The second occupation group consists of technicians, associate professionals, and clerks. These occupations have less education requirements than the top group. The percentage of this group in the 40–45 age group is higher than the other two age groups and this result is also consistent with the counterfactual density estimation. The third and fourth groups have also confirmed the same result—as the percentages for the 40–45 sample are higher. If we combine the sub-major divisions whose mean log wage values between the minimum wage and 1.5 [the second peak in Figure 14], the fractions of individuals in age groups 34–39, 40–45, and 46–51 become 68.7, 72.5, and 66.3, respectively. This suggests that the 40–45 age group have a higher fraction of low-pay occupations. Therefore, we conclude that the decline in post-secondary attainment led to a shift in occupations from high-pay to low-pay ones. These findings suggest that violent political turmoils or other large-scale turbulent events affecting large fractions of the productive population may have permanent negative consequences on countries’ growth potentials.
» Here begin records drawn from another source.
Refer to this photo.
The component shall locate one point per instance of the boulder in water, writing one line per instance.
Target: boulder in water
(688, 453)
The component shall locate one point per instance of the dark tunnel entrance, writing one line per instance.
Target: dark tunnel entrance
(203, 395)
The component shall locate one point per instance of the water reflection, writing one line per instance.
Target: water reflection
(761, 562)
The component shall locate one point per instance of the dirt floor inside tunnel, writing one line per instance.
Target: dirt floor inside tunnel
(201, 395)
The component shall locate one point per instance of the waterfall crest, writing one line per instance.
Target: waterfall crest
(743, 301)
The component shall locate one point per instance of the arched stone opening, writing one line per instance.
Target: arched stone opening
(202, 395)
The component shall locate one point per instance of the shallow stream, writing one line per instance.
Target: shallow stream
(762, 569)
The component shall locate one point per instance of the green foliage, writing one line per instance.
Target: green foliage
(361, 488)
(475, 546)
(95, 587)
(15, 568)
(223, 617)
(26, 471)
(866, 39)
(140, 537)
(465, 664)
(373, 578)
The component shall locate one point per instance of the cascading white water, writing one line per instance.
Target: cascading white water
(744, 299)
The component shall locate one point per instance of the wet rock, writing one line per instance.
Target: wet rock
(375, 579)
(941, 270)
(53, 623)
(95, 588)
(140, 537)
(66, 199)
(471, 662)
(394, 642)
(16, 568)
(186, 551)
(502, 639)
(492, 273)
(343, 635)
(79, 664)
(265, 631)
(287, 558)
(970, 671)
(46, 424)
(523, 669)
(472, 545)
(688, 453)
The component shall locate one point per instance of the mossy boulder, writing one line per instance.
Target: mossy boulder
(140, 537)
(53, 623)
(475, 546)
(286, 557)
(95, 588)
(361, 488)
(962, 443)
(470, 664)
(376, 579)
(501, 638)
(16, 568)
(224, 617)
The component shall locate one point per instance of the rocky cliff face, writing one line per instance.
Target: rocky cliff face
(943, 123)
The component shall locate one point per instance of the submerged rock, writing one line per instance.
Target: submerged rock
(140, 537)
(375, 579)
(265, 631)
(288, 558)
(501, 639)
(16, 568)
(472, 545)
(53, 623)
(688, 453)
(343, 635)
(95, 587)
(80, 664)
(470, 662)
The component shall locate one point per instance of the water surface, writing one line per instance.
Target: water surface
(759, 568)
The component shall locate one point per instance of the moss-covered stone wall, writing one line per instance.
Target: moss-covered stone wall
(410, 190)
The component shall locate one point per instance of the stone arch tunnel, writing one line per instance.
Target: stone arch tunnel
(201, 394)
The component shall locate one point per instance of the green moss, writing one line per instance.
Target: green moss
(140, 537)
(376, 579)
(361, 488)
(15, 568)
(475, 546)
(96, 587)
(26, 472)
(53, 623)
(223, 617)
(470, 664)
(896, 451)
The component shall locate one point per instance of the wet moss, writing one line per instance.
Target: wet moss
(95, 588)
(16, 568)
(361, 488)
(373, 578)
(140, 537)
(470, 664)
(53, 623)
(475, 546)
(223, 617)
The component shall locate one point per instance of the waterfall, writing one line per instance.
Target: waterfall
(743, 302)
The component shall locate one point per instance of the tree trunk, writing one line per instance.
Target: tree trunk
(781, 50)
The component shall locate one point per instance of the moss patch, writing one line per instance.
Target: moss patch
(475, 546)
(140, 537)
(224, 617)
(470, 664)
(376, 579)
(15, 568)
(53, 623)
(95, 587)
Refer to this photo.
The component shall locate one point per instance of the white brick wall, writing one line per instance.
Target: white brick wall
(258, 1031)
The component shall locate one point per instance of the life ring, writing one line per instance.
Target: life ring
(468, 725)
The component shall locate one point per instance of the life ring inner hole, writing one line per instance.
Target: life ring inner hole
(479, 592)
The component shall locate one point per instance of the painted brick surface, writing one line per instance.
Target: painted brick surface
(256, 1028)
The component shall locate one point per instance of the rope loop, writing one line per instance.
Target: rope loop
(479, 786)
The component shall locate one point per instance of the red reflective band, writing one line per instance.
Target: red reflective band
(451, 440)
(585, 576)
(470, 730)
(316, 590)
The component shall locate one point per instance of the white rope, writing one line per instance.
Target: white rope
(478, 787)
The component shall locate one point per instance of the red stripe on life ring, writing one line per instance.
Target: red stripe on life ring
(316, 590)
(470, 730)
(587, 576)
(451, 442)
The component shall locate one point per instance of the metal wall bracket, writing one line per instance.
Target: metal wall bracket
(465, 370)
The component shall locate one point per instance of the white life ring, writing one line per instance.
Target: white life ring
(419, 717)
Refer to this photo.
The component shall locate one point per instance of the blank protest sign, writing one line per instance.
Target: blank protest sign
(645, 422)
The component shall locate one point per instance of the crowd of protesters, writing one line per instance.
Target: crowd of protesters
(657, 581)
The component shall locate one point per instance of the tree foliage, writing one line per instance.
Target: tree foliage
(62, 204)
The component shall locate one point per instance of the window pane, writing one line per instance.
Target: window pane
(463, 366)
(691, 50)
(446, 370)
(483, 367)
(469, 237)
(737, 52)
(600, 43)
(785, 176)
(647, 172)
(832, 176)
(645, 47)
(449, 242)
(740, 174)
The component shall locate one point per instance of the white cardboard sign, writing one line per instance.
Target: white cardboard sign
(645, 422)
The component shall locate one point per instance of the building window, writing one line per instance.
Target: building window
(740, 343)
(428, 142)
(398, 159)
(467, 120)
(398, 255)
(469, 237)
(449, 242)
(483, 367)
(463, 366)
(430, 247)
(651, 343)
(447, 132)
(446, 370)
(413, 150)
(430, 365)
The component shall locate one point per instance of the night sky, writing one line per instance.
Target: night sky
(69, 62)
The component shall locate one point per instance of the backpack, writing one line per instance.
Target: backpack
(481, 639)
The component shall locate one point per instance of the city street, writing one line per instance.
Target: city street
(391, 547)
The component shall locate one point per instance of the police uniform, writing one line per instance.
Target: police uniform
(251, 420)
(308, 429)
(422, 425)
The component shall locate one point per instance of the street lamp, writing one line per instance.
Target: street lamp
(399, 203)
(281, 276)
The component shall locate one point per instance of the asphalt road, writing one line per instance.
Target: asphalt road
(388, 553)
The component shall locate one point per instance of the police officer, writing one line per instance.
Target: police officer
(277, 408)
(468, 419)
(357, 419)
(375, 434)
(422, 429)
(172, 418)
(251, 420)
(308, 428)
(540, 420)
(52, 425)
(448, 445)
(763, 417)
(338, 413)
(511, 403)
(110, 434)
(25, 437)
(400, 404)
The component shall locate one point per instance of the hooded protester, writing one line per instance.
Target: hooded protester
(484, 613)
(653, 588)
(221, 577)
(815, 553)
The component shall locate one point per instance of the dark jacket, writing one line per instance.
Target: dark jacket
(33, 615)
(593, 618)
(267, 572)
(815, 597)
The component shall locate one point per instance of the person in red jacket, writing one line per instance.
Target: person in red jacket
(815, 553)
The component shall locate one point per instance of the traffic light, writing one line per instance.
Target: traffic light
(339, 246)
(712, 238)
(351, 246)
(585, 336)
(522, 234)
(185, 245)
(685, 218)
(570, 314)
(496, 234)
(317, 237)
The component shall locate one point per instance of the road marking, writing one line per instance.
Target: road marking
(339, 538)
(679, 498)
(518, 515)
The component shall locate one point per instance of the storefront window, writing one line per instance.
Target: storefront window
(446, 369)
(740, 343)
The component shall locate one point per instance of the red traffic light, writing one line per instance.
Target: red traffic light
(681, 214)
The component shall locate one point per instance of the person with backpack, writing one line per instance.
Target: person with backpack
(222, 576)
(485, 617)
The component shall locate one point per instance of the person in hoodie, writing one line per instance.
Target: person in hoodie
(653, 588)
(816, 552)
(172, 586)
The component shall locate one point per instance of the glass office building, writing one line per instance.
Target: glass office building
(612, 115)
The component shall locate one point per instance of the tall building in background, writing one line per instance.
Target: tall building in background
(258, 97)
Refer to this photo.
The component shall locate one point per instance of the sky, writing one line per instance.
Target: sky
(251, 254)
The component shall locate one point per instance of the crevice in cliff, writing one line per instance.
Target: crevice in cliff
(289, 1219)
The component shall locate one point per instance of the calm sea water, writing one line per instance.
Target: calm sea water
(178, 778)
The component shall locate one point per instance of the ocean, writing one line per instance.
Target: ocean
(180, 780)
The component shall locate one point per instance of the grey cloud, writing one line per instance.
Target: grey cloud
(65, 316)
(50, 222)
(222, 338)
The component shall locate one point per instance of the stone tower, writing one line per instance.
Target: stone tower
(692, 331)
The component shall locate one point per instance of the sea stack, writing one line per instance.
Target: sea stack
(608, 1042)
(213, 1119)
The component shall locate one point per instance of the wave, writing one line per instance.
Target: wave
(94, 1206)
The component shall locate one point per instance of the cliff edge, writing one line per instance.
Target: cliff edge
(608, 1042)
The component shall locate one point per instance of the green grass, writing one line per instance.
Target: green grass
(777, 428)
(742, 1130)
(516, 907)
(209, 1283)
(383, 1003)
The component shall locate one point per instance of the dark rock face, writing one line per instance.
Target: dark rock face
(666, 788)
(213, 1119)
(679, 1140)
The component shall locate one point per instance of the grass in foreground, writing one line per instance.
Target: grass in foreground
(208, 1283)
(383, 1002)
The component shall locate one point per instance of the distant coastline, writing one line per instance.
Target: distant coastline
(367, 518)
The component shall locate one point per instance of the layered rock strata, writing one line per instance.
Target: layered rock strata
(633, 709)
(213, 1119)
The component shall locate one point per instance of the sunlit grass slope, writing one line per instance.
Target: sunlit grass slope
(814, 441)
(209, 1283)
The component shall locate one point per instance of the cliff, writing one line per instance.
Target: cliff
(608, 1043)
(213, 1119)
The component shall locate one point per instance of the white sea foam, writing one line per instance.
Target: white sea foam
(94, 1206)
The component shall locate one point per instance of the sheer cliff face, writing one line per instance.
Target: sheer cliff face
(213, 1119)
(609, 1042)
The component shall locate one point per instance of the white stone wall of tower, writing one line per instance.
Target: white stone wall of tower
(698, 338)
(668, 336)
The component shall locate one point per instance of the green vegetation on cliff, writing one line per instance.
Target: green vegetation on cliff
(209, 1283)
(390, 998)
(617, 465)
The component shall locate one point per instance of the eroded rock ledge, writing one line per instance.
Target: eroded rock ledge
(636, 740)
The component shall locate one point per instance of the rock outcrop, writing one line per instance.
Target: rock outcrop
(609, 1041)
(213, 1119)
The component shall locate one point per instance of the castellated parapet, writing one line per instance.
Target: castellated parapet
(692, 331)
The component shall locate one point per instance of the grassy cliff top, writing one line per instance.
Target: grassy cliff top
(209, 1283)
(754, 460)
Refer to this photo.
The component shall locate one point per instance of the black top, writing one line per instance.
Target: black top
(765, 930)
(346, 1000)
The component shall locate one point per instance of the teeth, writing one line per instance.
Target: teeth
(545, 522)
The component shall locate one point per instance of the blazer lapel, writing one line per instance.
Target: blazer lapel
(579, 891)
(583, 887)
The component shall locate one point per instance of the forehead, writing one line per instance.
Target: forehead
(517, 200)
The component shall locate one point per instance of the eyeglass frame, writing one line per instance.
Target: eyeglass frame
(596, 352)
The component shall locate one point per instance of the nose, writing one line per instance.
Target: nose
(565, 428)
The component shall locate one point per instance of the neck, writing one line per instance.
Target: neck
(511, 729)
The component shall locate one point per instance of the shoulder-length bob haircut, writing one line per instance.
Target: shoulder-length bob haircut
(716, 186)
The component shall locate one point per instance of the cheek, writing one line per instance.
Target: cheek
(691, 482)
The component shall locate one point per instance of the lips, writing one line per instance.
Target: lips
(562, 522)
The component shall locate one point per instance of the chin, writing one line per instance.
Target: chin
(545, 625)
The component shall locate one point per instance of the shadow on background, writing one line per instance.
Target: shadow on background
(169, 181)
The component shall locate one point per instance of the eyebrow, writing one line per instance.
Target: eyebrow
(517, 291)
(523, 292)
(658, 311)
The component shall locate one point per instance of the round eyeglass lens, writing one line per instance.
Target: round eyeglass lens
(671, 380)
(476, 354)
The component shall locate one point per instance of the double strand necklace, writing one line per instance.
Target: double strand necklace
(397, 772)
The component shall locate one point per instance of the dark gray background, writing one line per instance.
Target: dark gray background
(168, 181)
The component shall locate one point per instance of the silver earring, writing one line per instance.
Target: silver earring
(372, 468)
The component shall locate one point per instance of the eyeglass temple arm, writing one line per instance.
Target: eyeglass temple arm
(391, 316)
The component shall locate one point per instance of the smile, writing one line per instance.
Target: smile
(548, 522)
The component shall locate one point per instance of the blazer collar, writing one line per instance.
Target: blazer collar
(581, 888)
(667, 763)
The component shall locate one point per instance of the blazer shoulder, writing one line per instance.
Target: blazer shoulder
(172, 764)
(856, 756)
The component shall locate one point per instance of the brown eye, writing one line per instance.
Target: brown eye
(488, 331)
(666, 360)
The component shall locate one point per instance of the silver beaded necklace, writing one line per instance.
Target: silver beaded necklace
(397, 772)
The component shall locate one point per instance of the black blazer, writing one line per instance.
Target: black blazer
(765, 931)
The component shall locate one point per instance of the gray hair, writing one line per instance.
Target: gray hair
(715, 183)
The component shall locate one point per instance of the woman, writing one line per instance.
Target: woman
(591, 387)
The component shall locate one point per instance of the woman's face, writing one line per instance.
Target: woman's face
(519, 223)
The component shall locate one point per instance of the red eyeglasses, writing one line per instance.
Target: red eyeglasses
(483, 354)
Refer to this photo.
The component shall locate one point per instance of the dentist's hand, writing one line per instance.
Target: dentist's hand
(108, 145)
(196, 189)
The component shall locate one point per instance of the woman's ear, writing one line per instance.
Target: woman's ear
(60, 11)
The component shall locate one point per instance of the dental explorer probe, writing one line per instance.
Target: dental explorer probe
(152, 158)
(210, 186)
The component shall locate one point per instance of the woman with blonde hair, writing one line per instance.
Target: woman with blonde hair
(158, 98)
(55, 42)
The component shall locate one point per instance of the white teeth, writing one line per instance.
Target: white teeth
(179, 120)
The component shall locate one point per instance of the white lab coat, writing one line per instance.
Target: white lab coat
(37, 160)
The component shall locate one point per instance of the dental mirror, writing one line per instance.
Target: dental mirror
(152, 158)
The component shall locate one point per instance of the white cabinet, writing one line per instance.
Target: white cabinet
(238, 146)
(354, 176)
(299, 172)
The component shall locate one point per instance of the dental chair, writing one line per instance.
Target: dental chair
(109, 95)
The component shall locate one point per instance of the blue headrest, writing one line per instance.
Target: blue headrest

Between 1978 and 1980, Turkey experienced violent student protests. Almost 20 young individuals were killed daily. Universities and other higher education institutes were at the center of the violence and conflict. This violence ultimately led to a military intervention in 1980, which came with additional arrests and suppression lasting several years. We document in detail that the political turmoil adversely affected post-secondary educational attainment in Turkey. Furthermore, we exploit the exogenous drop in the number of graduates and new admissions due to this turmoil (
We find that the group most severely affected by the turmoil is male wage earners with birth years from 1960 to 1965. These events led to a substantial decline in the probability of completing postsecondary education for the exposed cohorts. The decline in post-secondary educational attainment pushed the wage distribution to the left and led to a permanent shift in occupations from high-pay to low-pay ones. These findings also suggest that violent political turmoils can permanently erode a country's human capital and, therefore, can adversely affect long-term growth prospects.
Using birth cohorts as IV, we estimate that the return to an additional year of college education is approximately 15 percent. This is one of the first papers using the widespread student protests—almost globally took place in the second half of the twentieth century—as a source of exogenous change in college attainment to estimate returns to higher education. The long duration of the turmoil and high violence intensity jointly make the Turkish case a unique example of student protests with severe adverse effects on post-secondary education and long-term labor market outcomes.